On January 1, 2012, the California Transparency in Supply Chains Act (SB 657) want into effect. it’s an example of “name and shame” legislation, which requires companies to report on specific actions taken to eradicate slavery and human tracking in their supply chain. The idea is that if slavery and human trafficking is in your supply chain, you’ll have to tell the world and the resulting consumer and shareholder pressure will force you to achieve the social goals of doing whatever it takes to eliminate human trafficking and slavery.
If your company
- files California taxes as a retailer or manufacturer,
- does business in California as defined in the California Revenue and Taxation Code, and
- earns more than 100 Million in worldwide gross receipts
then your company must report on five specific points under this act. Summarized by the VACIT acronym, the company must report whether it:
and engages in third party verification (that identifies the risk of slavery and human trafficking)
and engages in independent, unannounced, auditing to check on adherence to company standards
and requires its direct suppliers to certify that the materials incorporated into its products comply with local laws
- Maintains Accountability
and holds its employees and contractors accountable to company standards and
employees directly responsible for risk mitigation in its supply chain.
This is not the first example of such legislation. For example, in July 2008 the New South Wales Food Authority passed laws amending existing provisions which allowed the authority to publish details of successful food business prosecutions on its website. And it won’t be the last. At the Federal Level, H.R. 2759 (Business Transparency on Trafficking and Slavery Act) was introduced last August and, if passed, would require publicly-traded companies to disclose on their annual reports to the Securities and Exchange Commission any measures that are being taken to identify and address conditions of forced labour, slavery and human trafficking within the company’s supply chains.

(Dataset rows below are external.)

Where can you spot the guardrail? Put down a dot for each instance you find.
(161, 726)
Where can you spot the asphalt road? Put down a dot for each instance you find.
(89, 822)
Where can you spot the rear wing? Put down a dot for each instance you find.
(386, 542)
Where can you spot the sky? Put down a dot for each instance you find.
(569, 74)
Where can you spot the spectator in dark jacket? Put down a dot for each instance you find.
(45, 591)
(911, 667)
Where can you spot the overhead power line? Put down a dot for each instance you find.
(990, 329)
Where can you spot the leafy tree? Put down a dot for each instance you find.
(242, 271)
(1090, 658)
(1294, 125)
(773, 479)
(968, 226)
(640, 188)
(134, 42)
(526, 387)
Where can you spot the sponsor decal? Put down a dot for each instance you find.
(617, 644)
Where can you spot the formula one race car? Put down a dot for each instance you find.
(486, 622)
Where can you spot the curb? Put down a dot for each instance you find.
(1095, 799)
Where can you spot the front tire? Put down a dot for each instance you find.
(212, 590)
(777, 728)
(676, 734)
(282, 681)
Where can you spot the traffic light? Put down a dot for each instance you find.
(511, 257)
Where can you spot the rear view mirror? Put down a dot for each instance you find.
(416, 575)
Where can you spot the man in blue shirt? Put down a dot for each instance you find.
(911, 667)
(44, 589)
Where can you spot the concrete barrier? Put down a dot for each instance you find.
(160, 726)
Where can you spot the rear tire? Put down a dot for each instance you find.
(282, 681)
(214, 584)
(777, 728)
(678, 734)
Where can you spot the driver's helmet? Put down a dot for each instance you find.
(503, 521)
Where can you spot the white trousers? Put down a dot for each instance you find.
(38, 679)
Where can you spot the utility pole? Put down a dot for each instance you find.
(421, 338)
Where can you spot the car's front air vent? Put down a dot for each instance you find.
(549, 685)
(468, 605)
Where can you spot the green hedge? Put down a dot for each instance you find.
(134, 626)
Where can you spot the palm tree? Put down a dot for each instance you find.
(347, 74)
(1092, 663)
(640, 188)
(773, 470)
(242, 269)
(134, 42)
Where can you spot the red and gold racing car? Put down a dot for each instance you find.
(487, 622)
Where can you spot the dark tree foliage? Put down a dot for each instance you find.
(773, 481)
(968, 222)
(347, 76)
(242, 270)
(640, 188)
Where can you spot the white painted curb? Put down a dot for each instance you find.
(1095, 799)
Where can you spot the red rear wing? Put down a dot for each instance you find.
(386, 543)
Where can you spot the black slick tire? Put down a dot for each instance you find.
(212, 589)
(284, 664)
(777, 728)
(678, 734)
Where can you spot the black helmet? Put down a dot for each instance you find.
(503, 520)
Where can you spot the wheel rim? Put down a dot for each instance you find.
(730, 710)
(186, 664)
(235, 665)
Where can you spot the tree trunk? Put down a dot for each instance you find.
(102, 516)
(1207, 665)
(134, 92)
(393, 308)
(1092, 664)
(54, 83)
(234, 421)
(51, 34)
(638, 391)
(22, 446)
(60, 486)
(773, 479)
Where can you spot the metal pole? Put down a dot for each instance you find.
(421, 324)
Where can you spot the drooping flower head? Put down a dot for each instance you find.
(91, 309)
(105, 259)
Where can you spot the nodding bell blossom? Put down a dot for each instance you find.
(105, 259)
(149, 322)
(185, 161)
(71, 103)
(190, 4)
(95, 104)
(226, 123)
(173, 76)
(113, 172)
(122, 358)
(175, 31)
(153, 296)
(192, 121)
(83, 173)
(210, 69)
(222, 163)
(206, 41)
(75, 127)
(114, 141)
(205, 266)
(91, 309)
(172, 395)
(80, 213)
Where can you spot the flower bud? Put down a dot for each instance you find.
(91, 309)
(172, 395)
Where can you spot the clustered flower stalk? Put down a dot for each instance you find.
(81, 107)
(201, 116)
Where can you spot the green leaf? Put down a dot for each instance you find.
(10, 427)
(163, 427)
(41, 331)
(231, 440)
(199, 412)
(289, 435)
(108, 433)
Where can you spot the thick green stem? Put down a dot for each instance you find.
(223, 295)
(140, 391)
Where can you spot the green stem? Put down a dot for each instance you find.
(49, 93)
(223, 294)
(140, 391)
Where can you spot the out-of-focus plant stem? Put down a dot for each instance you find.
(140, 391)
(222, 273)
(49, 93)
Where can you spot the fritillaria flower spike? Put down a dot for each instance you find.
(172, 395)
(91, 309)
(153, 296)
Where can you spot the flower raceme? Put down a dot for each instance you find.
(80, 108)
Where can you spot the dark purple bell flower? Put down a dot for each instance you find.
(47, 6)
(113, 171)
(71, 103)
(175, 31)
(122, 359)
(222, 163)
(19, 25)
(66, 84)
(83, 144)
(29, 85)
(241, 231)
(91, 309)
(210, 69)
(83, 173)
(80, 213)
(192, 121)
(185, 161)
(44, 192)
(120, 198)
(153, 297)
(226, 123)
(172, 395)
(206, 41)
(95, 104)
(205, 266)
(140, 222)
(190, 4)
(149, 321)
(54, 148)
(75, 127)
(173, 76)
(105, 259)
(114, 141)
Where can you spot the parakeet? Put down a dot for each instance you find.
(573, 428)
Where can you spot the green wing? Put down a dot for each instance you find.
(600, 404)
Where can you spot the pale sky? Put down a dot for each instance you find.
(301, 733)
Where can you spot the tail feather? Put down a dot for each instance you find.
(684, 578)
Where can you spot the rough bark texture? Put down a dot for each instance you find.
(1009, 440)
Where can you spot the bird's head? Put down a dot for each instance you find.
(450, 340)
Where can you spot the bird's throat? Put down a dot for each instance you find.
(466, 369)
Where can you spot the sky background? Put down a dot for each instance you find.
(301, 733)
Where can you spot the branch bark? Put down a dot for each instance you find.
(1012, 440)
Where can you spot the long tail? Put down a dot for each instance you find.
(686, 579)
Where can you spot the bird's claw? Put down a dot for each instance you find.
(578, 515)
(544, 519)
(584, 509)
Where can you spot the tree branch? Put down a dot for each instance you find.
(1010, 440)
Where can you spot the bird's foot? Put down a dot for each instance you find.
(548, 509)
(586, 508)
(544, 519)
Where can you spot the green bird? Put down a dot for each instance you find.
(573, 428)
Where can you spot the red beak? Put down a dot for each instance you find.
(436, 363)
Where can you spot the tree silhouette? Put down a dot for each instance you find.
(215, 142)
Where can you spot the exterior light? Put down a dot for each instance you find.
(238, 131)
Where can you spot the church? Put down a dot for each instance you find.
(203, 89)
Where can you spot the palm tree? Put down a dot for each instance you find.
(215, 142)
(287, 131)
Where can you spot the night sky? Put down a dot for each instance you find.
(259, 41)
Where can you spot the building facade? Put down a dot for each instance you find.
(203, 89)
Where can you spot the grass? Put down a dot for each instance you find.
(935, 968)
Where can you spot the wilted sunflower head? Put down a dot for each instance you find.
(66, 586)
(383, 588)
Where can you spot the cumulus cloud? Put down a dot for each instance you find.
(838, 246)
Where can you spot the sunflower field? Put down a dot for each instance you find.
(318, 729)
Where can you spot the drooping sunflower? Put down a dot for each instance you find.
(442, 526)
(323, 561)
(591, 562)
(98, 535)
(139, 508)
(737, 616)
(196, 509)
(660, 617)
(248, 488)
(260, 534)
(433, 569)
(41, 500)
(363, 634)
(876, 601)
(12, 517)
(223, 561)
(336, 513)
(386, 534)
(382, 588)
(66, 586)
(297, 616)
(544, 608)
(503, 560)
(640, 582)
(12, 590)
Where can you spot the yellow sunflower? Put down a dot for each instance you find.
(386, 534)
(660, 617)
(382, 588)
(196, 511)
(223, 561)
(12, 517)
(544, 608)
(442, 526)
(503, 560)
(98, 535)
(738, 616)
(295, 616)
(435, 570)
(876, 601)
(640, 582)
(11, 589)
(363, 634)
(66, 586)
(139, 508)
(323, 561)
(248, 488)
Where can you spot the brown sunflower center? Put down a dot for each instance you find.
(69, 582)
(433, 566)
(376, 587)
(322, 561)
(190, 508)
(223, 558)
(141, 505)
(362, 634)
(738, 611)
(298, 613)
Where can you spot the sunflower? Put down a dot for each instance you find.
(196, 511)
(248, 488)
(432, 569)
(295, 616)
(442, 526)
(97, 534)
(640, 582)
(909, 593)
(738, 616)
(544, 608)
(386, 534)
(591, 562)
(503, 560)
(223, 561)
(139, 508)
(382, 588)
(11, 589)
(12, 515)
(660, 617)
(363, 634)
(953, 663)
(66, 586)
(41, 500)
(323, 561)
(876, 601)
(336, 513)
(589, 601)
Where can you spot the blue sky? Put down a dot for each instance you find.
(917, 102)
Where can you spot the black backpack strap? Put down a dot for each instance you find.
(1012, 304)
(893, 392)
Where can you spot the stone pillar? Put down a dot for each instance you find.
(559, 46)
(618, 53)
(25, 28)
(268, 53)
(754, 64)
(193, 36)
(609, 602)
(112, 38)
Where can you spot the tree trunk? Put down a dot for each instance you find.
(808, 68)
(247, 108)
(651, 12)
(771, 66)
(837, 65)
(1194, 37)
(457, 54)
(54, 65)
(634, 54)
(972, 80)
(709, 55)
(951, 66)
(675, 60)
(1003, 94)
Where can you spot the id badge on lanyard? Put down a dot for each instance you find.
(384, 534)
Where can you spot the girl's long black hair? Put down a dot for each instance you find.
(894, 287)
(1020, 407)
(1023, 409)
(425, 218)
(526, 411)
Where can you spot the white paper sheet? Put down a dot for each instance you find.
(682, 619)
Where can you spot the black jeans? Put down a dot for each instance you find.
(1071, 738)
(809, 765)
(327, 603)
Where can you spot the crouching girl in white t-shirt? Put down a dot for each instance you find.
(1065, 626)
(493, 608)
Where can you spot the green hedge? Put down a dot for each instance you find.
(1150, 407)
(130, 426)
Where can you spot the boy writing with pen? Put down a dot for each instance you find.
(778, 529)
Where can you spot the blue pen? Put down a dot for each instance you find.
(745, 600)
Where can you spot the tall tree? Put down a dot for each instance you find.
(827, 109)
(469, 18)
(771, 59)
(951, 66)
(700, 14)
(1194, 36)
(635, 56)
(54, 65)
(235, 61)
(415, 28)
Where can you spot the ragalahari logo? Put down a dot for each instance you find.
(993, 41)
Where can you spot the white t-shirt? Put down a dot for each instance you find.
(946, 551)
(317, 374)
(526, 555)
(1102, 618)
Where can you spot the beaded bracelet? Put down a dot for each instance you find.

The net effect is that there are not only legal and business issues heading your way as this legislation crops up in other states, and eventually, in other countries, but reputational concerns that will materialize as well. For example, as pointed out in this recent article in Retailing Today on how Name and Shame is the New Supply Chain Game, not only must the company disclose how it is complying with the provisions of the Act on the company’s website, but it must also consider how this will affect its stakeholders, customers, investors, and their view of the company. A less than robust (policy) disclosure can cast the company in a bad light and do considerable damage to the supply chain organization. From a Risk Management standpoint, your organization needs to be ready. Are you?